Tan funestos se han considerado siempre los tifones y tan frecuente su desarrollo en los mares de China y parte del Pacífico en los meses de Agosto, Setiembre y Octubre, que constituyen el trimestre del cambio de los equinoccios que antiguamente no se admitía por las casas aseguradoras ningún riesgo, marítimo en expediciones para dichos mares y en tales meses.
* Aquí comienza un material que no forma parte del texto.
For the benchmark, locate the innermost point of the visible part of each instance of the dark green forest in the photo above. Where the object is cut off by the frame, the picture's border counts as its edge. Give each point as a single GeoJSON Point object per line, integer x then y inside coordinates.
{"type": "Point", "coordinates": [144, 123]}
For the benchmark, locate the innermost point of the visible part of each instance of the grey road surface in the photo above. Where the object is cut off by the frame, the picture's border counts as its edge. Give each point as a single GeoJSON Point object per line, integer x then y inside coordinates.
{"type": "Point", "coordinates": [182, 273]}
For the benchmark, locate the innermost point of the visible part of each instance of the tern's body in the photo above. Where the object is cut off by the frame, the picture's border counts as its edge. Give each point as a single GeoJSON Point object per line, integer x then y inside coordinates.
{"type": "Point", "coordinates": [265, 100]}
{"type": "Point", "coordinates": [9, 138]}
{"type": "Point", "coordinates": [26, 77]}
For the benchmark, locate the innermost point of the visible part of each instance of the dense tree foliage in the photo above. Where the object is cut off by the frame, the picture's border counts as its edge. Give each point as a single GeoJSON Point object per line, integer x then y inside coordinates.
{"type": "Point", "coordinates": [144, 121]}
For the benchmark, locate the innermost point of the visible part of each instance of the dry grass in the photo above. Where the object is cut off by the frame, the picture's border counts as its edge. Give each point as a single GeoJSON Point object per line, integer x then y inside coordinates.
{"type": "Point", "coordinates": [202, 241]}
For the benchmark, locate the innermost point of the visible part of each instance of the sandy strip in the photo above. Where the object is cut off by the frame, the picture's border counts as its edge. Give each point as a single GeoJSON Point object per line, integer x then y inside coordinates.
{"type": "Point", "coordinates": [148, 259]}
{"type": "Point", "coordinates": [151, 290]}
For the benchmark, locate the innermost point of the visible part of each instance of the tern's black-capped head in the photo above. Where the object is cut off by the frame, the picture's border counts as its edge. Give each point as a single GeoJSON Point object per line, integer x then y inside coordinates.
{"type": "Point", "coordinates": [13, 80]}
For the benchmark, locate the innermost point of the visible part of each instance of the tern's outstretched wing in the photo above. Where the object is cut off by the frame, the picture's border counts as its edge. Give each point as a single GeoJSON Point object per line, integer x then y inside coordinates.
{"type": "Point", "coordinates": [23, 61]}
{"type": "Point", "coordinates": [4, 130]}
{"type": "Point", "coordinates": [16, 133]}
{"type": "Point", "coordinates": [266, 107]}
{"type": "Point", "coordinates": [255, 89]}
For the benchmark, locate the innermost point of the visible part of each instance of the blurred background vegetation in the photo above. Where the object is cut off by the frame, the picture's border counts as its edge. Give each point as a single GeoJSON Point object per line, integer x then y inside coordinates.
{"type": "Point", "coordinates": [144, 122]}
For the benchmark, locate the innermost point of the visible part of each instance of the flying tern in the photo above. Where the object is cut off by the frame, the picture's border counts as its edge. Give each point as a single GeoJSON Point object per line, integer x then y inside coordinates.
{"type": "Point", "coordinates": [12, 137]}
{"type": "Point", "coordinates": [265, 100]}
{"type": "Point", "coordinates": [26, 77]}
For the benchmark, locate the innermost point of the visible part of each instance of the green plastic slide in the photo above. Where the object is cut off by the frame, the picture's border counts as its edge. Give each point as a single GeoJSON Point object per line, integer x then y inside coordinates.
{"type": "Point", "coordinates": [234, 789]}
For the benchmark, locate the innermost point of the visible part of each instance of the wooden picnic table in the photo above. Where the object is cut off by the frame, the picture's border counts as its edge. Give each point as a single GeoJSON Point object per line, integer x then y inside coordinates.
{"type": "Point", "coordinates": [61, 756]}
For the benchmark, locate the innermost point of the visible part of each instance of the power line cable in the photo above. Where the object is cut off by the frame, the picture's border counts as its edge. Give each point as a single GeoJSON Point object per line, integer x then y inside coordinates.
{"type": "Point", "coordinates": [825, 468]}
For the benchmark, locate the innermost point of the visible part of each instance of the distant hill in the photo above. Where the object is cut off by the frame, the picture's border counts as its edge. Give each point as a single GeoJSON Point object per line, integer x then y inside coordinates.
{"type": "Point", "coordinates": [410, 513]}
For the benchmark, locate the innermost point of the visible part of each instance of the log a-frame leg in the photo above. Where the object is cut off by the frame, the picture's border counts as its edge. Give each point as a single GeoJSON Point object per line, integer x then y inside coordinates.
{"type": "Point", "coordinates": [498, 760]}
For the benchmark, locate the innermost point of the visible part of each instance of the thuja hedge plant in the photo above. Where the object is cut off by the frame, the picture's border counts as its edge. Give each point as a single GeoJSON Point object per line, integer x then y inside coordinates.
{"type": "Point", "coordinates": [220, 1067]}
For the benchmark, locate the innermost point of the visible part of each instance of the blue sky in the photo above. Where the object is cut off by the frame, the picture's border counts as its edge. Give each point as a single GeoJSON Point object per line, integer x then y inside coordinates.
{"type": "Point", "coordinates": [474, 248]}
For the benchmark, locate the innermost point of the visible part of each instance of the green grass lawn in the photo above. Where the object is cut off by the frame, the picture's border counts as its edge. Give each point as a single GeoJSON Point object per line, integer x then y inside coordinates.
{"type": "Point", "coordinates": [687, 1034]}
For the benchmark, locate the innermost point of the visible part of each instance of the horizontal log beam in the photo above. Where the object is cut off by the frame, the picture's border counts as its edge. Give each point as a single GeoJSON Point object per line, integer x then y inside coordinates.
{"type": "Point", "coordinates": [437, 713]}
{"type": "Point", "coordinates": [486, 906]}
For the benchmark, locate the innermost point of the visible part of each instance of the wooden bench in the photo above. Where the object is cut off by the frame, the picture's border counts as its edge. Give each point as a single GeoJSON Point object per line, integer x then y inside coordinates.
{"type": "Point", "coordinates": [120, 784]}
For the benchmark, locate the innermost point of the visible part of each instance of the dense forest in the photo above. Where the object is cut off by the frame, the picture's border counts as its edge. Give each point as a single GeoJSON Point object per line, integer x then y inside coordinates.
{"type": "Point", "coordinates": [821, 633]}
Terribles y misteriosos naufragios registra la historia de la equinoccial de Setiembre. Los puertos de China, del Japón y de Filipinas guardan escritos en informes restos, imperecederas memorias de fenómenos pasados que nos hacen temer por los venideros.

Hace cinco años á la fecha en que escribimos, el 21 de Setiembre de 1867, si mal no recordamos, salió del puerto de Hong-Kong con rumbo á Manila el vapor español Malespina.

En el Malespina venía un numeroso pasaje.

El vijía del Corregidor esperó en vano un día y otro día tenerlo á la vista.

¡El Malespina no se descubría!

Pasaron más días y la intranquilidad creció de punto.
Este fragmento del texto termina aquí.